The physical attack had been a botched kidnapping, not an assassination attempt, and it had taken place near Moscow. Josh had known something must have happened, and that was it: a failed snatch on Russian soil. But the problem had not been local.
"I've done nothing to piss off the Russians," Philip told Josh. "If anything, I'm making a great deal of money for everyone."
"No victims? No one losing their jobs, their land polluted by waste, compulsory purchase orders on their homes so someone can build corporate premises?"
"Actually no. Not as far as I know, and I do investigate."
"So you think it was someone employed by Tyndall, taking you out on foreign soil?"
"It would be the final straw. My whole group of companies would collapse, while Tyndall and his friends would plunder the remnants."
"You'd never prove a connection," said Josh. "There'd be so many corporate layers and cutouts, the trail would break long before you could prove that Tyndall said something to someone that resulted in a criminal act."
"That's what Adam told me."
"This Adam, do you trust him in your gut? I mean, free of doubts, straight from instinct?"
"Yes."
"All right. Without Dr Duchesne's help, I could never have found Richard. If you agree he's unharmed, I want you to drop the lawsuit action."
"I… She helped?"
"If Richard needs saving, she's the one to do it."
"Christ." Philip curled his lower lip beneath his top teeth. "So my atheist son needs saving. You want to know something funny?"
"What?"
"I thought of going to see her myself. You know, making the appointment for Richard, but then I would show up myself. Because ever since Elena died… Well."
"Maybe you can do that later."
"Yes, maybe." Philip looked down, then up at Josh. "You didn't like it that I insulted Dr Duchesne, did you?"
"No."
"All right.
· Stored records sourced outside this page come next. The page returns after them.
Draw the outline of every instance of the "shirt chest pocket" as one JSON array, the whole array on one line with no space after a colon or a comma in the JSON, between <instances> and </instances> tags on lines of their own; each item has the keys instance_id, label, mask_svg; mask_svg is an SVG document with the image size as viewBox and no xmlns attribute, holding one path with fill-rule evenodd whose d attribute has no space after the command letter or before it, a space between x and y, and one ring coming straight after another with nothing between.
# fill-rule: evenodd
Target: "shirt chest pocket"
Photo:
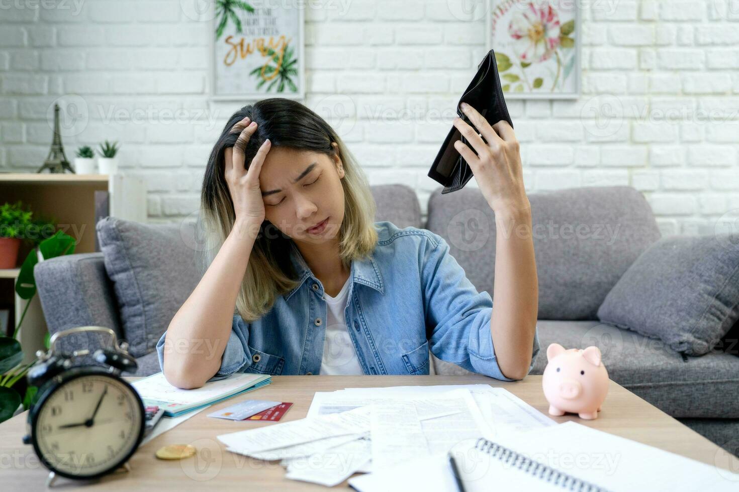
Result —
<instances>
[{"instance_id":1,"label":"shirt chest pocket","mask_svg":"<svg viewBox=\"0 0 739 492\"><path fill-rule=\"evenodd\" d=\"M406 352L401 356L406 369L411 374L429 373L429 341L426 340L417 348Z\"/></svg>"},{"instance_id":2,"label":"shirt chest pocket","mask_svg":"<svg viewBox=\"0 0 739 492\"><path fill-rule=\"evenodd\" d=\"M279 375L282 373L285 366L285 358L279 356L262 352L251 345L248 345L251 353L251 364L244 370L245 373L256 374L271 374Z\"/></svg>"}]
</instances>

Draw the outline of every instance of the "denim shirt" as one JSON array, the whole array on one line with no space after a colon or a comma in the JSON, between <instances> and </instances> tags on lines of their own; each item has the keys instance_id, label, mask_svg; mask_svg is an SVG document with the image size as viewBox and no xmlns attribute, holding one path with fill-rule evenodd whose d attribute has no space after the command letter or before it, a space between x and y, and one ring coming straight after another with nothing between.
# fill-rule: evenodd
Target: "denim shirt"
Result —
<instances>
[{"instance_id":1,"label":"denim shirt","mask_svg":"<svg viewBox=\"0 0 739 492\"><path fill-rule=\"evenodd\" d=\"M503 375L493 351L492 298L477 292L446 241L431 231L387 221L375 222L375 228L378 240L372 255L352 262L344 311L364 374L429 374L430 349L467 370L514 381ZM299 285L279 296L257 320L245 322L234 314L220 369L208 381L234 372L319 373L324 286L294 243L290 261ZM157 342L162 367L165 335ZM539 349L537 328L529 372Z\"/></svg>"}]
</instances>

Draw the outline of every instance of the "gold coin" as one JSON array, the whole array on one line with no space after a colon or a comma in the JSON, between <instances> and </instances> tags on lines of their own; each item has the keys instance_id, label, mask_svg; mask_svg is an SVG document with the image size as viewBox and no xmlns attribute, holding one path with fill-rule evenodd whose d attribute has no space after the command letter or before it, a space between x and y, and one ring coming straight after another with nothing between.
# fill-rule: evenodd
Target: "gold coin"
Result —
<instances>
[{"instance_id":1,"label":"gold coin","mask_svg":"<svg viewBox=\"0 0 739 492\"><path fill-rule=\"evenodd\" d=\"M157 450L160 460L182 460L195 454L195 446L191 444L170 444Z\"/></svg>"}]
</instances>

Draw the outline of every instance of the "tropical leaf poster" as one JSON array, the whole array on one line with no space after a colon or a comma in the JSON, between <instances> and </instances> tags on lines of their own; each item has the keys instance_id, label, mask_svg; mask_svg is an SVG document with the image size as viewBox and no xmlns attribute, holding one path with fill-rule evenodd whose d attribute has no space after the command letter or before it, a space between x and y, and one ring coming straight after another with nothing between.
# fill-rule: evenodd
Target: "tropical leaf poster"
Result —
<instances>
[{"instance_id":1,"label":"tropical leaf poster","mask_svg":"<svg viewBox=\"0 0 739 492\"><path fill-rule=\"evenodd\" d=\"M506 97L577 97L580 18L576 1L488 0L488 49Z\"/></svg>"},{"instance_id":2,"label":"tropical leaf poster","mask_svg":"<svg viewBox=\"0 0 739 492\"><path fill-rule=\"evenodd\" d=\"M216 0L216 98L303 97L303 7L292 3Z\"/></svg>"}]
</instances>

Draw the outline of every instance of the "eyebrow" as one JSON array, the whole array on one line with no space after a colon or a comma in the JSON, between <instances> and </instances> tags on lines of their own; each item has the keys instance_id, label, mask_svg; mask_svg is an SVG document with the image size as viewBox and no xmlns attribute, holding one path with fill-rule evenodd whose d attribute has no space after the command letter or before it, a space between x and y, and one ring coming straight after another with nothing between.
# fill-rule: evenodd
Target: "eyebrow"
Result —
<instances>
[{"instance_id":1,"label":"eyebrow","mask_svg":"<svg viewBox=\"0 0 739 492\"><path fill-rule=\"evenodd\" d=\"M313 162L313 164L311 164L310 166L308 166L307 167L305 168L304 171L303 171L302 173L300 173L299 176L298 176L297 178L296 178L295 179L293 179L293 183L297 183L299 181L300 181L301 179L302 179L303 178L304 178L305 175L307 175L308 173L310 173L310 171L312 171L313 170L313 167L315 167L317 165L319 165L318 162ZM282 190L271 190L270 191L263 191L263 192L262 192L262 196L267 196L268 195L273 195L274 193L279 193L281 191L282 191Z\"/></svg>"}]
</instances>

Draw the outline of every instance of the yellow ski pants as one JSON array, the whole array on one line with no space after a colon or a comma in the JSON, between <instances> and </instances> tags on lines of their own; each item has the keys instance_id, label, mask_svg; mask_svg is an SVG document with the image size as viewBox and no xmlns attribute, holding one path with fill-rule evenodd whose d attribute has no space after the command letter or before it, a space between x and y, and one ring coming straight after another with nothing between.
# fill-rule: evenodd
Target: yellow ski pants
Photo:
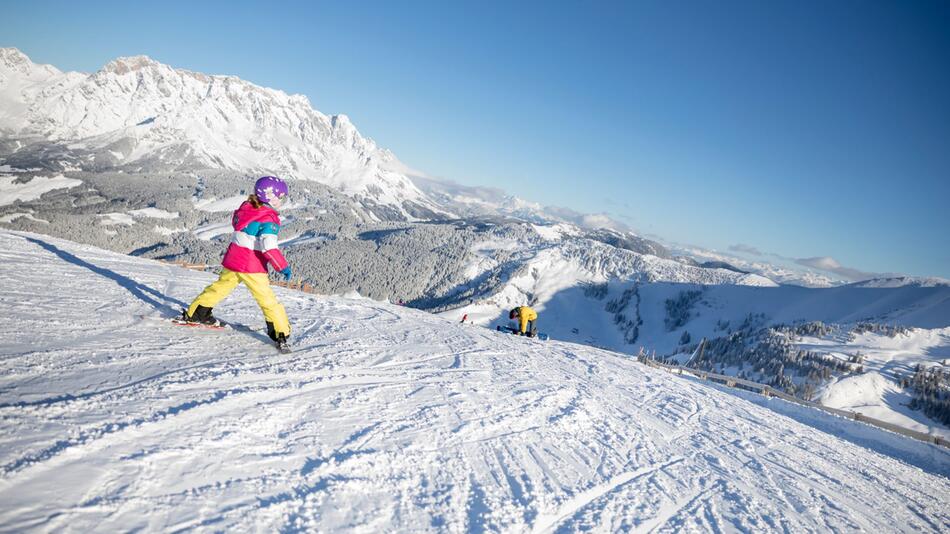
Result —
<instances>
[{"instance_id":1,"label":"yellow ski pants","mask_svg":"<svg viewBox=\"0 0 950 534\"><path fill-rule=\"evenodd\" d=\"M236 273L228 269L221 269L221 276L218 277L210 286L191 303L188 307L188 315L195 313L195 308L205 306L214 308L219 302L234 291L239 283L251 291L257 305L264 312L264 320L274 324L274 330L278 334L290 336L290 321L287 319L287 311L284 306L277 302L274 296L274 290L270 288L270 282L267 280L267 273Z\"/></svg>"}]
</instances>

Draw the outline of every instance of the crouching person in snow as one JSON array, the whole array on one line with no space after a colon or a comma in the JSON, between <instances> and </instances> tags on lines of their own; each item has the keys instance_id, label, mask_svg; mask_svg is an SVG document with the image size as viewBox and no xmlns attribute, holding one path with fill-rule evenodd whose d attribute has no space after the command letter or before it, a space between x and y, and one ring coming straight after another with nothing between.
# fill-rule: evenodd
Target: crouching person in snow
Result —
<instances>
[{"instance_id":1,"label":"crouching person in snow","mask_svg":"<svg viewBox=\"0 0 950 534\"><path fill-rule=\"evenodd\" d=\"M277 210L287 197L287 184L280 178L264 176L254 184L249 196L231 216L234 236L221 265L221 276L182 311L182 320L208 325L220 324L211 309L243 282L264 312L267 335L279 348L290 336L290 321L277 302L267 280L267 264L290 280L290 265L277 248L280 217Z\"/></svg>"},{"instance_id":2,"label":"crouching person in snow","mask_svg":"<svg viewBox=\"0 0 950 534\"><path fill-rule=\"evenodd\" d=\"M508 313L508 318L518 321L518 333L522 336L538 335L538 312L527 306L518 306Z\"/></svg>"}]
</instances>

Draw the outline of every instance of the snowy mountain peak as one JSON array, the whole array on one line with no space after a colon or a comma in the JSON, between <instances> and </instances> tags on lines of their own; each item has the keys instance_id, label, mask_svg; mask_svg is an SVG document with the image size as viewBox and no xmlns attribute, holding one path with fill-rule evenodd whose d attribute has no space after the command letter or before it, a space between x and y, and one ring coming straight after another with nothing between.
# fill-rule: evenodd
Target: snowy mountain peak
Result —
<instances>
[{"instance_id":1,"label":"snowy mountain peak","mask_svg":"<svg viewBox=\"0 0 950 534\"><path fill-rule=\"evenodd\" d=\"M938 277L890 276L863 280L850 285L854 287L941 287L950 286L950 280Z\"/></svg>"},{"instance_id":2,"label":"snowy mountain peak","mask_svg":"<svg viewBox=\"0 0 950 534\"><path fill-rule=\"evenodd\" d=\"M303 95L144 55L90 75L53 69L38 77L17 49L3 49L3 61L0 130L17 141L17 166L280 174L325 183L388 216L442 211L391 152ZM51 143L57 150L47 149Z\"/></svg>"},{"instance_id":3,"label":"snowy mountain peak","mask_svg":"<svg viewBox=\"0 0 950 534\"><path fill-rule=\"evenodd\" d=\"M6 77L4 71L7 71L8 75L19 74L26 77L34 77L38 73L61 74L59 69L52 65L33 63L20 49L13 47L0 48L0 80Z\"/></svg>"},{"instance_id":4,"label":"snowy mountain peak","mask_svg":"<svg viewBox=\"0 0 950 534\"><path fill-rule=\"evenodd\" d=\"M155 61L154 59L139 55L139 56L128 56L128 57L119 57L113 59L112 61L105 64L102 67L102 71L112 72L115 74L126 74L133 71L139 71L149 67L163 67L162 63Z\"/></svg>"}]
</instances>

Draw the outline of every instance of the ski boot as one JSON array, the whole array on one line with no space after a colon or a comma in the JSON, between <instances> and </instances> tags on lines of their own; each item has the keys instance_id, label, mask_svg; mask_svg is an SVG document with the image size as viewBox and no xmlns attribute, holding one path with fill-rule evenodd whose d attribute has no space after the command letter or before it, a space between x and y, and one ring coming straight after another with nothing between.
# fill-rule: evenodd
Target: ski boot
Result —
<instances>
[{"instance_id":1,"label":"ski boot","mask_svg":"<svg viewBox=\"0 0 950 534\"><path fill-rule=\"evenodd\" d=\"M183 323L189 324L201 324L205 326L212 327L221 327L221 321L214 318L214 315L211 315L211 308L207 306L198 306L195 308L195 313L188 315L188 310L181 310L181 318L179 319Z\"/></svg>"},{"instance_id":2,"label":"ski boot","mask_svg":"<svg viewBox=\"0 0 950 534\"><path fill-rule=\"evenodd\" d=\"M283 332L278 334L274 328L274 323L270 321L267 322L267 337L271 338L277 350L284 354L290 353L290 344L287 342L287 334Z\"/></svg>"}]
</instances>

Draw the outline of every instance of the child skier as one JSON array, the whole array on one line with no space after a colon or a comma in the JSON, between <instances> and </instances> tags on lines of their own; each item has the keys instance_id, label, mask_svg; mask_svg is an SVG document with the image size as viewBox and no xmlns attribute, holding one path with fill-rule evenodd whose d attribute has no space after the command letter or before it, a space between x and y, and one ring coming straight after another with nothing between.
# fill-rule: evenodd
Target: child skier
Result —
<instances>
[{"instance_id":1,"label":"child skier","mask_svg":"<svg viewBox=\"0 0 950 534\"><path fill-rule=\"evenodd\" d=\"M267 280L268 263L284 275L284 279L290 280L290 265L277 248L277 232L280 231L277 210L286 197L287 184L280 178L264 176L257 180L254 194L231 216L234 236L221 261L221 276L206 287L187 310L182 310L182 321L219 325L220 322L211 315L211 309L243 282L264 312L267 335L277 348L287 348L290 321Z\"/></svg>"}]
</instances>

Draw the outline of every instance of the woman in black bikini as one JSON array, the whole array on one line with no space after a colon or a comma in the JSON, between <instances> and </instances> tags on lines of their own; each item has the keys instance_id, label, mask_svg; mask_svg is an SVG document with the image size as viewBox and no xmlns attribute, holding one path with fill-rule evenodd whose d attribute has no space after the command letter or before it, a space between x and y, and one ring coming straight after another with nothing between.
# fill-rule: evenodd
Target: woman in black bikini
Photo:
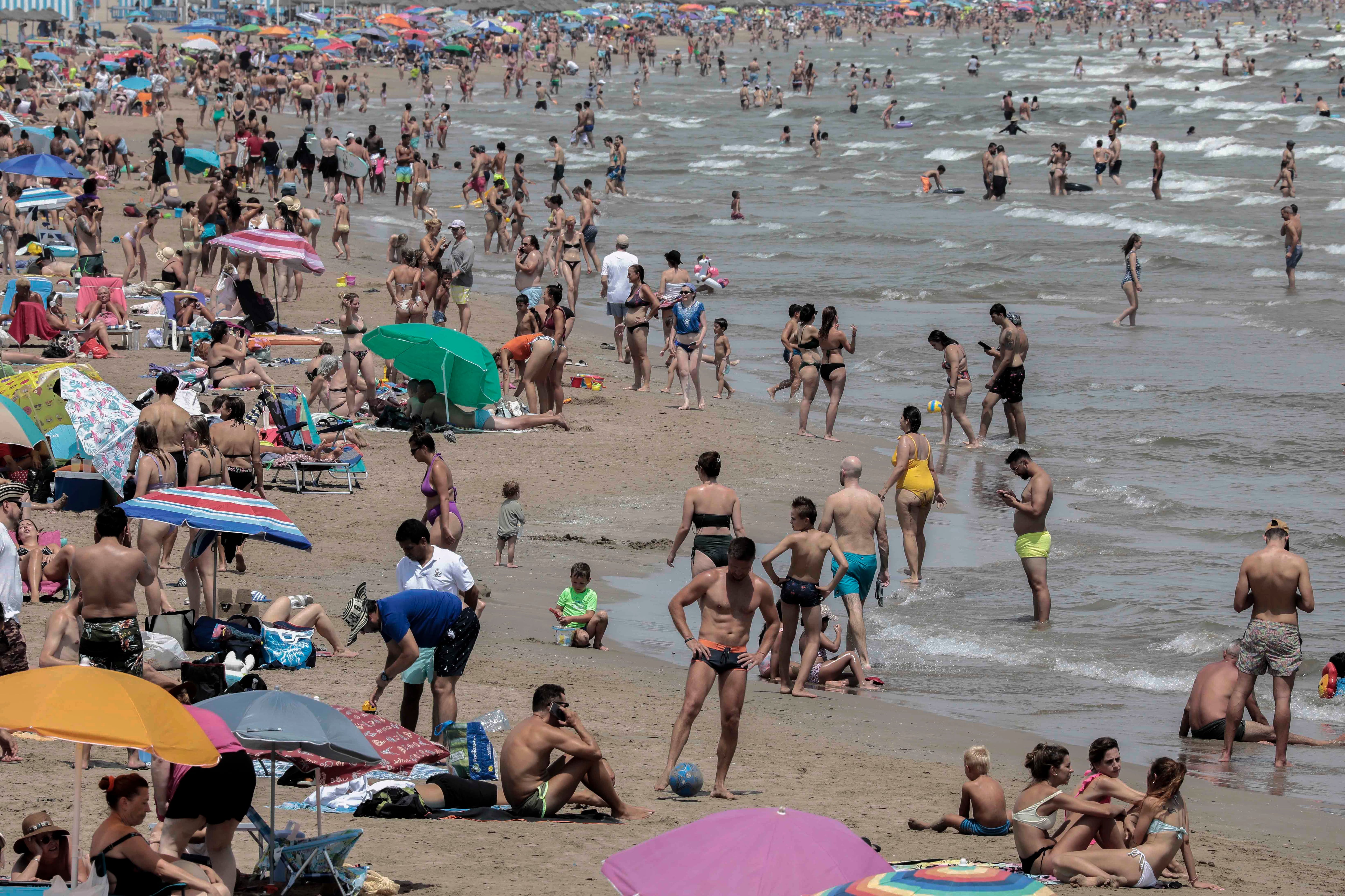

So you think I shouldn't see Richard. But I want to talk to him."
"Of course." Josh reached inside his pocket, and pulled out another phone. "We'll call you on this."
"Look, Mr… Josh. I believe you have Richard and he's safe, although exactly why I believe you, God knows. But why keep him away? This place is a fortress."
"Yes, and inside it all alone, you could easily be cracking up, hitting the booze and going nuts, worried about your missing son."
"That's not far from the–"
"Or you could clean up your act and mount a little counteroffensive, all from inside these walls, with no one to observe."
Philip was very still. His smile began slowly, like the shoot of a new plant.
"What kind of counteroffensiv
e? These are security guys, not an army."
"I mean your kind of warfare. The kind with accountants and lawyers, balance sheets and contracts. Alliances and plots with employees, associates, clients, suppliers. Whoever."